It’s the peak of summer, and that means one thing: Shark Week. After nearly 30 years on the air, the Discovery Channel’s week of fishy programming is probably television’s most reliable pop-culture juggernaut. My students in the Media School at Indiana University have never known a world without Shark Week. I once asked a class of 125 undergraduates how many had watched it, and just about every hand went up. I then asked how many had ever actually seen sharks in the wild. Just a few hands were raised.
For my students—and most Americans—this means that the overwhelming majority of our exposure to sharks is through Shark Week. In other words, our interaction with sharks is mediated through a screen. What we know about them is gleaned through the cinematic version of a shark’s world that we see on the Discovery Channel.
So what is that world like? You only have to glance at the titles of this year’s specials to get an idea. The prime Sunday night slot presents “Great White Shark Serial Killer Lives,” which documents the true story of shark attacks on the California coast. Other titles include “Shark-Croc Showdown,” pitting the two predators against one another, and “Great Hammerhead Invasion.” You already know what these programs contain: amazing footage of sharks, especially their teeth, in slo-mo or quick edits for maximum dramatic effect, often interwoven with stories of shark attack victims and/or marine scientists who lend credibility to this modern scary story.
Unsurprisingly, watching Shark Week makes you scared of sharks. That’s what I found in a study I did with Jessica Gall Myrick where we asked over 500 people to watch clips of Shark Week of varying levels of violence, from extremely disturbing (the only clear clip the Discovery Channel has in three decades of filming of someone getting severely bitten by a shark, rarely aired anymore) to straightforward images of sharks swimming. Viewers were scared of the sharks after watching the footage, no matter how violent or peaceful.
But what about the facts? The facts say that you should be more scared of a mosquito than of a shark. You should be more scared of a bicycle or a vending machine. All of these things are more likely to kill you in the U.S. than a shark, according to the dedicated record-keeping of the University of Florida’s International Shark Attack File. Last year, sharks killed four people. Worldwide. That’s a pretty lame record for what the Discovery Channel hypes as humankind’s greatest predator.

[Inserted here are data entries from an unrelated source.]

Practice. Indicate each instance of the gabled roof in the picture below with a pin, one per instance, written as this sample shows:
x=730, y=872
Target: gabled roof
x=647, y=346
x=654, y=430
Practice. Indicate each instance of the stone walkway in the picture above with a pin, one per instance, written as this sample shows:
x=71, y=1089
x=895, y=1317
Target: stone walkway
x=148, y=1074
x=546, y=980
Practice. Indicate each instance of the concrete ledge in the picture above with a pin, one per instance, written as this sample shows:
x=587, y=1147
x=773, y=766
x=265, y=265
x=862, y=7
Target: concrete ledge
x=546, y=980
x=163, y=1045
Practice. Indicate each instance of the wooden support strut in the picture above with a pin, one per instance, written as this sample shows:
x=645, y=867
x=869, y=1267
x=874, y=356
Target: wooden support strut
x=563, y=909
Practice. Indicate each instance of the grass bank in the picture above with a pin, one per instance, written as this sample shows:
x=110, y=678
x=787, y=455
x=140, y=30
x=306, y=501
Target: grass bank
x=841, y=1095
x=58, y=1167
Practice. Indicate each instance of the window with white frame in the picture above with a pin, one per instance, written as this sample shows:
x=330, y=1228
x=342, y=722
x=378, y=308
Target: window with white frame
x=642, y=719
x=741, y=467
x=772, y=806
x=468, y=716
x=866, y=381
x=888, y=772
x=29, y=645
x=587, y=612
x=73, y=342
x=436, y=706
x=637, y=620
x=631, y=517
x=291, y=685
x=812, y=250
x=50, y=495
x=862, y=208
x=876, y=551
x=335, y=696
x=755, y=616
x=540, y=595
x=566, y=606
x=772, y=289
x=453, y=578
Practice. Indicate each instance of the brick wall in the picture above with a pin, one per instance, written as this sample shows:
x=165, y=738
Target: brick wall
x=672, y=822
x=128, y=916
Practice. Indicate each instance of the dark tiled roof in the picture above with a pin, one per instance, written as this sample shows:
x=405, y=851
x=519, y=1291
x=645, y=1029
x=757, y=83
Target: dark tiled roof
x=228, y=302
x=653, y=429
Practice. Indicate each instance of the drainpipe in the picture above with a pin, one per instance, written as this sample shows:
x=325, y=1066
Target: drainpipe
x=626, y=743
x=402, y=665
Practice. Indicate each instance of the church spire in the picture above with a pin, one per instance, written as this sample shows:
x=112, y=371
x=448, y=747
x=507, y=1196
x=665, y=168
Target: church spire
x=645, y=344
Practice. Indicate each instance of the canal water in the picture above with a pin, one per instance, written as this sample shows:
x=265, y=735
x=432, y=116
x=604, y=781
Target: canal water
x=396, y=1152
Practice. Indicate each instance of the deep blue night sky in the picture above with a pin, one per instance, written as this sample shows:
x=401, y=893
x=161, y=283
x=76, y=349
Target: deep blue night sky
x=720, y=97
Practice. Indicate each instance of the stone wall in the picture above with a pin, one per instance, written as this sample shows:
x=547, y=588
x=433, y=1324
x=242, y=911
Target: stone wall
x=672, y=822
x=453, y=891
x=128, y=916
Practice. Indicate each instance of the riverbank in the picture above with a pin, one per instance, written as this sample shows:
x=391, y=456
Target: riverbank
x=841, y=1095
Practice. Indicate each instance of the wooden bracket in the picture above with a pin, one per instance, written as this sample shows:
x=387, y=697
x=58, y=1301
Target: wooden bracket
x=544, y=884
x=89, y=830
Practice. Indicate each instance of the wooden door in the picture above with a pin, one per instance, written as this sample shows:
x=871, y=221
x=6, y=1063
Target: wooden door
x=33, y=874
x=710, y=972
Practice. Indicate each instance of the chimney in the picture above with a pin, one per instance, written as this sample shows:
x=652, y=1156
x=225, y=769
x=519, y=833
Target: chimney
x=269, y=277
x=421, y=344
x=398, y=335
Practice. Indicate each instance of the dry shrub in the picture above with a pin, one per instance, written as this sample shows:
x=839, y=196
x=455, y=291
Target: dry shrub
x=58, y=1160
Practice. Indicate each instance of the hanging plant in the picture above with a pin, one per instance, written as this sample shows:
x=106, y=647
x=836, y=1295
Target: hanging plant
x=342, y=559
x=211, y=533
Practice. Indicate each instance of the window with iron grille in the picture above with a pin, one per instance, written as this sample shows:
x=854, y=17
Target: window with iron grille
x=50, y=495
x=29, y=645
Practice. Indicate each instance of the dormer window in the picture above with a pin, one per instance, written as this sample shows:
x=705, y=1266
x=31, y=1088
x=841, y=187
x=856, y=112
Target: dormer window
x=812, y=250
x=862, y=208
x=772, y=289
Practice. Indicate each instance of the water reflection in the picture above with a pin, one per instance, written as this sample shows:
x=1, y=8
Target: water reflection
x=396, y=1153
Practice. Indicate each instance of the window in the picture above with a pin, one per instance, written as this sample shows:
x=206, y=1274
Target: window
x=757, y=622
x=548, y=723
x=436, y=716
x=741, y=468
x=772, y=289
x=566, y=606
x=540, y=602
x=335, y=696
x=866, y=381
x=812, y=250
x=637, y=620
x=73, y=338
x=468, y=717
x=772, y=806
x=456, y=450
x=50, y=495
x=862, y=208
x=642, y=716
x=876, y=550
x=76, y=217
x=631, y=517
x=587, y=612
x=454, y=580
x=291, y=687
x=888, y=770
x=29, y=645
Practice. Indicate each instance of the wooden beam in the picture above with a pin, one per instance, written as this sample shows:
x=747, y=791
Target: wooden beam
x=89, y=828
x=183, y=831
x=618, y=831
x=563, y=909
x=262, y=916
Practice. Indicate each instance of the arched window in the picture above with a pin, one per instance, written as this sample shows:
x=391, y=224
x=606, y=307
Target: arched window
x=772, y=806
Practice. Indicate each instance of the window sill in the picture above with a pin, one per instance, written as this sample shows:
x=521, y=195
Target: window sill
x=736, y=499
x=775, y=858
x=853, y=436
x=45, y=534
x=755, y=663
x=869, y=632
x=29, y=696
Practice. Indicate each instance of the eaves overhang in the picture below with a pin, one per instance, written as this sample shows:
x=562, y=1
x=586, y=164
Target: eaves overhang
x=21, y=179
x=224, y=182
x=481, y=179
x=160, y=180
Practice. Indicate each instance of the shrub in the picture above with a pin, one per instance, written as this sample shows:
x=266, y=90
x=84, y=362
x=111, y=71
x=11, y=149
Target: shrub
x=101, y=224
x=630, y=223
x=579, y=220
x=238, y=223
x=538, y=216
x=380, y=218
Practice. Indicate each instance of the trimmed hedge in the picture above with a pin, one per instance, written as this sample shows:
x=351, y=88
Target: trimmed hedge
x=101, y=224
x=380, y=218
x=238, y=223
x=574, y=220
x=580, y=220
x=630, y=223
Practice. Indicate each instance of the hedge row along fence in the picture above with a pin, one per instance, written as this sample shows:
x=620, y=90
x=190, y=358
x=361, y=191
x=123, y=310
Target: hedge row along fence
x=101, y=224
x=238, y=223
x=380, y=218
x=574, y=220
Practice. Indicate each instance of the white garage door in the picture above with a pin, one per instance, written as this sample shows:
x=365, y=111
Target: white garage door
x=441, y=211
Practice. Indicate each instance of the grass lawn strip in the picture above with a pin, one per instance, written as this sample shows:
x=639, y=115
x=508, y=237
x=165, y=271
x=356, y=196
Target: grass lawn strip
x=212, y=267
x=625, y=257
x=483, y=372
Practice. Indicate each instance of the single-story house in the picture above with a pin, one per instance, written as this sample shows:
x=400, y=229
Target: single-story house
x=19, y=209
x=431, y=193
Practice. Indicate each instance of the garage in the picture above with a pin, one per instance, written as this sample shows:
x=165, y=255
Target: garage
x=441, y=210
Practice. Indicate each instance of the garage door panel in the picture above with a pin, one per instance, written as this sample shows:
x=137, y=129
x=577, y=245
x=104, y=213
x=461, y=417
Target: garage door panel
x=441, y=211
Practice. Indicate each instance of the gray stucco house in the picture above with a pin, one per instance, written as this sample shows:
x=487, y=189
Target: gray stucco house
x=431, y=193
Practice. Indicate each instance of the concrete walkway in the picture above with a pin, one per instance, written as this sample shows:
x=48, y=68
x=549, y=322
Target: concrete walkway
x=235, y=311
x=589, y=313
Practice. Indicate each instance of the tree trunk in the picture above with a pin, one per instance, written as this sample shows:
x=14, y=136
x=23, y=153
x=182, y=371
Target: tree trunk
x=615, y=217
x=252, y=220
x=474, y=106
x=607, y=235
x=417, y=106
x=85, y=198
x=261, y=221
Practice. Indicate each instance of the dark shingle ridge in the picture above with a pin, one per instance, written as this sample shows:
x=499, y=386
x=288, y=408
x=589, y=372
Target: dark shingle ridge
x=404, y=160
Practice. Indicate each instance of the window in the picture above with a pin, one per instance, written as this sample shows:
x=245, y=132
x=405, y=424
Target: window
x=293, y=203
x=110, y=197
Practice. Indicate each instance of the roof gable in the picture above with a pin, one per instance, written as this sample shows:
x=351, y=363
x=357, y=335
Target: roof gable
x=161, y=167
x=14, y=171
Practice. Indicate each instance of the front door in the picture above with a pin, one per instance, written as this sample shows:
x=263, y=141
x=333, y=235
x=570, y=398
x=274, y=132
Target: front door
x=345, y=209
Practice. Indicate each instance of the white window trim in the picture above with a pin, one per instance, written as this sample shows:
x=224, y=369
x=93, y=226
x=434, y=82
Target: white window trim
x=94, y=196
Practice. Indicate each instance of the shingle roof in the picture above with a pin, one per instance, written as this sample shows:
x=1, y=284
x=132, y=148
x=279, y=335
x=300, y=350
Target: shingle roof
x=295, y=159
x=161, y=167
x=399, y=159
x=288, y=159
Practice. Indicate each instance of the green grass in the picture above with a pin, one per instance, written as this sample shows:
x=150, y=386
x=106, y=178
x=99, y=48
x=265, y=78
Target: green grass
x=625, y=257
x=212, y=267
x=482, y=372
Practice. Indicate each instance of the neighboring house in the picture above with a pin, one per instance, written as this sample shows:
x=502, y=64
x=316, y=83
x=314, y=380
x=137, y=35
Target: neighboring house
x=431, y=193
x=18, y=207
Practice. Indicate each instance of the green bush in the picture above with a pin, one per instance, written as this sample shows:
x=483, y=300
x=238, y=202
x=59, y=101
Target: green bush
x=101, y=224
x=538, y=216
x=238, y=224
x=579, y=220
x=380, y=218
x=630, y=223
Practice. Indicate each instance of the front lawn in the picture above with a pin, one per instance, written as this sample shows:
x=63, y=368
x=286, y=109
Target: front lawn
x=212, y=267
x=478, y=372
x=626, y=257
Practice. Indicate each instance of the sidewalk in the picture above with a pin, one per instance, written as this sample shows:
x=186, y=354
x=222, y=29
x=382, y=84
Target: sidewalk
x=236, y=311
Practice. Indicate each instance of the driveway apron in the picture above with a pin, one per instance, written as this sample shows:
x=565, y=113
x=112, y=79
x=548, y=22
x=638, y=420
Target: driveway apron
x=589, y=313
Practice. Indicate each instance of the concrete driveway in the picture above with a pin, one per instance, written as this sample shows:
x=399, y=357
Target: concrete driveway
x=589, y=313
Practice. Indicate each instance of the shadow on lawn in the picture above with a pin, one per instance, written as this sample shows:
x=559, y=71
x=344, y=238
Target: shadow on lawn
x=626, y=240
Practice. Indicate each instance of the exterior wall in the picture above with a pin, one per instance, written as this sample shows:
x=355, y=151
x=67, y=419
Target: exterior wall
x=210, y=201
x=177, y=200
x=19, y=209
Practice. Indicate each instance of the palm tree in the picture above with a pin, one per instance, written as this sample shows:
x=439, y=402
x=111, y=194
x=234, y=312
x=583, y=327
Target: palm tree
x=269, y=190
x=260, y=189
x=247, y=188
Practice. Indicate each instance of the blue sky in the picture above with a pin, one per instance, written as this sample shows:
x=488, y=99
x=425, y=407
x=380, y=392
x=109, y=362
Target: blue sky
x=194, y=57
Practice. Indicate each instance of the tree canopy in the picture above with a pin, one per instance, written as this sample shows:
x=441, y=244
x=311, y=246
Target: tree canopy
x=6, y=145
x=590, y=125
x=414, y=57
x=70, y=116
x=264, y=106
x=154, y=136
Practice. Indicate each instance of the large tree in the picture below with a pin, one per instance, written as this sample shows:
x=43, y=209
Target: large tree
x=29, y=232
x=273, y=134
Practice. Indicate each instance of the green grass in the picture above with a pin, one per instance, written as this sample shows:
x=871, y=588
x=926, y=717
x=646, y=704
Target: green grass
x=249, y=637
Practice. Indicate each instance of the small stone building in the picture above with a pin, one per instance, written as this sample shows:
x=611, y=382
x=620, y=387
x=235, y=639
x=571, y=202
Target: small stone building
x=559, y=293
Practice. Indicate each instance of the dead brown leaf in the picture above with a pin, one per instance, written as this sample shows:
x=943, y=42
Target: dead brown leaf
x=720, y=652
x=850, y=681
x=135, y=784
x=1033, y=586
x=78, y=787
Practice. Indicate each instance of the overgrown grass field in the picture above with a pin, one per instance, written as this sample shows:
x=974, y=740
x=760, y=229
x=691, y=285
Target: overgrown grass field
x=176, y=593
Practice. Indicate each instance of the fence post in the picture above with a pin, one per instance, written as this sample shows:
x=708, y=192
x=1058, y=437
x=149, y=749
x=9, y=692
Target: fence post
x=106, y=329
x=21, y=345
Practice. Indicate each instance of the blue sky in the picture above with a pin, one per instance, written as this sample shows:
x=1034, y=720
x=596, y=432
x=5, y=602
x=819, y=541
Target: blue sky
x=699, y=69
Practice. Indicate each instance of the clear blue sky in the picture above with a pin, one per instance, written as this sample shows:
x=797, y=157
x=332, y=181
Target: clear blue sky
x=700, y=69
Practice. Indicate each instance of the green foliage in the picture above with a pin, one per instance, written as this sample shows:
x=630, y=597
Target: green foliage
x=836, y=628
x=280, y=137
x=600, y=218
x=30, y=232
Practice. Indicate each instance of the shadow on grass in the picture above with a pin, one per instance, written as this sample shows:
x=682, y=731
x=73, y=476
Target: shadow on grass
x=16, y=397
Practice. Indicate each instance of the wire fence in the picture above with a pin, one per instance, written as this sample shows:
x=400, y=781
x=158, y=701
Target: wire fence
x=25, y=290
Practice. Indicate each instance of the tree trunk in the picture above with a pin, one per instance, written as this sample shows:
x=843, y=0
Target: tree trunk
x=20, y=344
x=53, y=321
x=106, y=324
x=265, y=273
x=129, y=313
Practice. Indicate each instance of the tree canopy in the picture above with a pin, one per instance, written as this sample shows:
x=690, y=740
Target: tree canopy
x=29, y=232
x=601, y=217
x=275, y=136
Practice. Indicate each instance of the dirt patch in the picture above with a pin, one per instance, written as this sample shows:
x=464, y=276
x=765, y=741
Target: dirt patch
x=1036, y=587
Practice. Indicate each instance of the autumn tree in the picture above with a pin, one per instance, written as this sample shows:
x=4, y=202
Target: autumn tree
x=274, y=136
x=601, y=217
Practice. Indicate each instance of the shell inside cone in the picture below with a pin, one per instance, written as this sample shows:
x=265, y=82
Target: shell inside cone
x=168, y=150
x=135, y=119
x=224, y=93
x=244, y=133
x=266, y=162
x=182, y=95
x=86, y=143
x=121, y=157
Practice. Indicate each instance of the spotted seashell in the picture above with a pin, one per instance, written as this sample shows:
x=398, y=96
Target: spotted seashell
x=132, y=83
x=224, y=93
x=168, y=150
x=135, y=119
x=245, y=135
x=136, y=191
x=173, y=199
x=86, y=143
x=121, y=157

This creates an interesting opportunity to understand how television affects how we perceive the world around us. Since most of us never experience any IRL interaction with sharks, and everything we learn is from Shark Week, the presentation of sharks on Shark Week becomes our “reality” of sharks. When sharks are depicted exclusively as violent, that’s how we understand them. This phenomenon is not exclusive to sharks, of course. People who watch lots of violent television feel less safe than those who don’t. The mediated world becomes our real world.